The total number of soldiers involved in the battle is uncertain. According to assorted sources, the number of troops on the side of the Hatakeyama ranged from 10,000 to 30,000 while the number of troops on the side of the Miyoshi ranged from 7,000 to 20,000. In any event, it was a large-scale conflict.
Depending upon the account, Miyoshi Jikkyū died either from arquebus fire or a stray arrow, or else killed himself.
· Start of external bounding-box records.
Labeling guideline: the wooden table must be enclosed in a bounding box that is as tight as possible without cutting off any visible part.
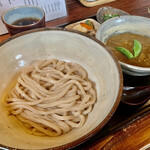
[0,0,150,150]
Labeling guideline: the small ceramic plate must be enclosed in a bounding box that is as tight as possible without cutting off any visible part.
[96,6,129,24]
[65,18,100,37]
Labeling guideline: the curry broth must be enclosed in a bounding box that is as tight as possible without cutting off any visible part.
[106,33,150,67]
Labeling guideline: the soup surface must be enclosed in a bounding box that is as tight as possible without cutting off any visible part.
[106,33,150,67]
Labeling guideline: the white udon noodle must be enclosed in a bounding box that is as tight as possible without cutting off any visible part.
[6,59,96,136]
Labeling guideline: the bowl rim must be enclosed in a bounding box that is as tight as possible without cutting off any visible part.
[0,27,123,150]
[96,15,150,74]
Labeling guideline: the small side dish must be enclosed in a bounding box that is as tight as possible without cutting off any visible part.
[96,6,129,24]
[106,33,150,67]
[65,18,100,36]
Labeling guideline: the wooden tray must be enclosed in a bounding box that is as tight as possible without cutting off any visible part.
[79,0,116,7]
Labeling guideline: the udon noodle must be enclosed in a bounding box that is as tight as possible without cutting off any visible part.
[6,59,96,136]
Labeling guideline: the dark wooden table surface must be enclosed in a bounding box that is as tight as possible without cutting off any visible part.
[0,0,150,150]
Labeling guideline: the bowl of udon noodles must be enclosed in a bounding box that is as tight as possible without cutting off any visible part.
[0,28,123,150]
[96,15,150,76]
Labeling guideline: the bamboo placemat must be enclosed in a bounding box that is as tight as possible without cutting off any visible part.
[79,0,116,7]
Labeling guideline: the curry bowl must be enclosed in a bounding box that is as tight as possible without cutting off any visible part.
[96,15,150,76]
[0,28,123,150]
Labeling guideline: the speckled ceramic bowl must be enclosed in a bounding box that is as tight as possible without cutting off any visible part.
[96,15,150,76]
[0,28,123,150]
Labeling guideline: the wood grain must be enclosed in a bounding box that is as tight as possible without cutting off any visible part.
[84,113,150,150]
[79,0,116,7]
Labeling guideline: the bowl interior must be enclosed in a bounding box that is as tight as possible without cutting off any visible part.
[96,15,150,76]
[0,29,122,149]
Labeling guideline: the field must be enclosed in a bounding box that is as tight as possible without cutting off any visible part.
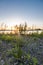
[0,32,43,65]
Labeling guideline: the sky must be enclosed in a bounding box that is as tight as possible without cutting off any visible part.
[0,0,43,27]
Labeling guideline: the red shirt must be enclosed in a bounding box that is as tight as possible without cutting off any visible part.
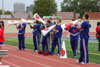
[96,26,100,38]
[0,26,4,42]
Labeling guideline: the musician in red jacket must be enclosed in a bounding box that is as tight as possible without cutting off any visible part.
[96,22,100,51]
[0,21,4,64]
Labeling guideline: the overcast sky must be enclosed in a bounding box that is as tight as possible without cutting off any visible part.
[0,0,63,11]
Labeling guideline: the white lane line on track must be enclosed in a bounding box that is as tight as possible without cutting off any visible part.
[20,52,80,67]
[9,53,51,67]
[2,60,21,67]
[6,47,80,67]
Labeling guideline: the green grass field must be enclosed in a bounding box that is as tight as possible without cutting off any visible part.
[5,38,100,63]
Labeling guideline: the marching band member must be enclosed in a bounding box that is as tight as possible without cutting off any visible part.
[42,20,50,55]
[16,24,26,50]
[50,19,63,56]
[0,21,4,64]
[69,20,79,58]
[77,14,90,64]
[30,21,40,52]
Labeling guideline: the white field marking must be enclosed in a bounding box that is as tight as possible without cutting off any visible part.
[20,52,80,67]
[2,60,21,67]
[6,47,80,67]
[9,54,51,67]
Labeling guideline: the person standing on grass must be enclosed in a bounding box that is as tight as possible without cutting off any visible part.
[0,21,4,64]
[69,20,79,58]
[49,18,54,43]
[77,14,90,64]
[50,19,63,56]
[16,24,26,50]
[41,20,50,55]
[96,22,100,51]
[30,21,41,52]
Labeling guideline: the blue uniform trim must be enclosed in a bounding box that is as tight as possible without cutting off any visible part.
[80,21,89,38]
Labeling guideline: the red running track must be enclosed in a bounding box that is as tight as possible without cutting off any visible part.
[2,45,100,67]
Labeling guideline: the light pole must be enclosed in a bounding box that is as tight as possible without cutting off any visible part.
[2,0,4,18]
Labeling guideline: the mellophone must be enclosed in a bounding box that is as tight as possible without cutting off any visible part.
[8,13,80,36]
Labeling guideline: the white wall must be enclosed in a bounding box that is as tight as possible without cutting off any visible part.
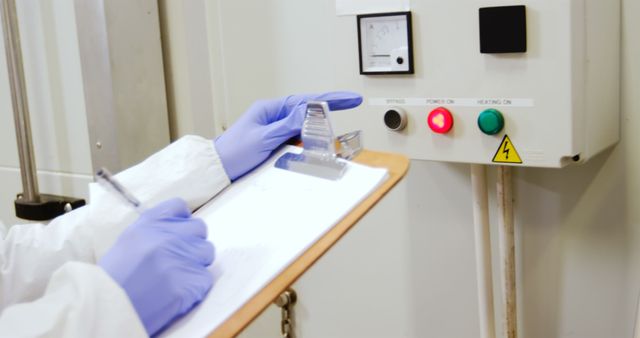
[170,0,640,338]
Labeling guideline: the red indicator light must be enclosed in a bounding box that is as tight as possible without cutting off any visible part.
[427,107,453,134]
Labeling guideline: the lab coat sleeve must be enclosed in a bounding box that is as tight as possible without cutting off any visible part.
[0,262,147,338]
[0,136,229,311]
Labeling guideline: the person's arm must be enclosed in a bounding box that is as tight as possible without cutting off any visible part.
[0,93,362,337]
[0,136,229,308]
[0,263,147,338]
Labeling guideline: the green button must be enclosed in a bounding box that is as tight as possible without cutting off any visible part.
[478,109,504,135]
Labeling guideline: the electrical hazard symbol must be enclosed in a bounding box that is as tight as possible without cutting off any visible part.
[492,135,522,164]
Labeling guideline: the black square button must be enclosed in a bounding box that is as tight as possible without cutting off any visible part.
[480,6,527,53]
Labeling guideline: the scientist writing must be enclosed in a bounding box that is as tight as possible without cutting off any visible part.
[0,92,362,338]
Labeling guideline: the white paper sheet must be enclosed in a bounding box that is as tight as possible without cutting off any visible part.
[162,147,387,337]
[336,0,411,16]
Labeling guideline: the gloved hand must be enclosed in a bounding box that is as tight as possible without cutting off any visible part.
[215,92,362,181]
[98,198,214,336]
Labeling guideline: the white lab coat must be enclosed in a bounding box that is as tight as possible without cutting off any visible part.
[0,136,229,338]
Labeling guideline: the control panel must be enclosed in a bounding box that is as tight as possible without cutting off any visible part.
[358,0,620,168]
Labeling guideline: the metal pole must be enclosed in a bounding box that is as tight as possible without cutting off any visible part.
[497,166,518,338]
[1,0,40,202]
[471,164,496,338]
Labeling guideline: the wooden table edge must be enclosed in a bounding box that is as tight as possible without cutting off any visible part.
[209,150,409,338]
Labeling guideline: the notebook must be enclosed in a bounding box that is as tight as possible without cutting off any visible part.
[161,146,388,337]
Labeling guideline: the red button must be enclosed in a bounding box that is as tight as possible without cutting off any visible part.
[427,107,453,134]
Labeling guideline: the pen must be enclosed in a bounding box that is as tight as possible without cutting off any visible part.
[96,168,144,213]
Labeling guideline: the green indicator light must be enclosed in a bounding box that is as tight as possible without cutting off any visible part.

According to one theory, after being struck by an arrow, he killed himself.
After the killing of Jikkyū, it became difficult to withdraw to Sakai and the undertaking was called the Kumeda Retreat.
Following their return to Awa Province, numerous bushō entered the priesthood and adopted Buddhist names. These included, among others, Shinohara Nagafusa (Shiun), Shinohara Sanenaga (Jiton), Akazawa Shinano-no-kami (Sōden), Kaifu Sakon-Shōgen Tomomitsu (Sōju), Ichinomiya Narisuke (Tokan), Ōnishi Mototake (Kakuyō), Atagi Fuyuyasu (Sōkei), Yano Kunimura (Kaigen), and Shingai Sanetsuna (Dōzen). This defeat had a major impact on the army of Miyoshi Nagayoshi.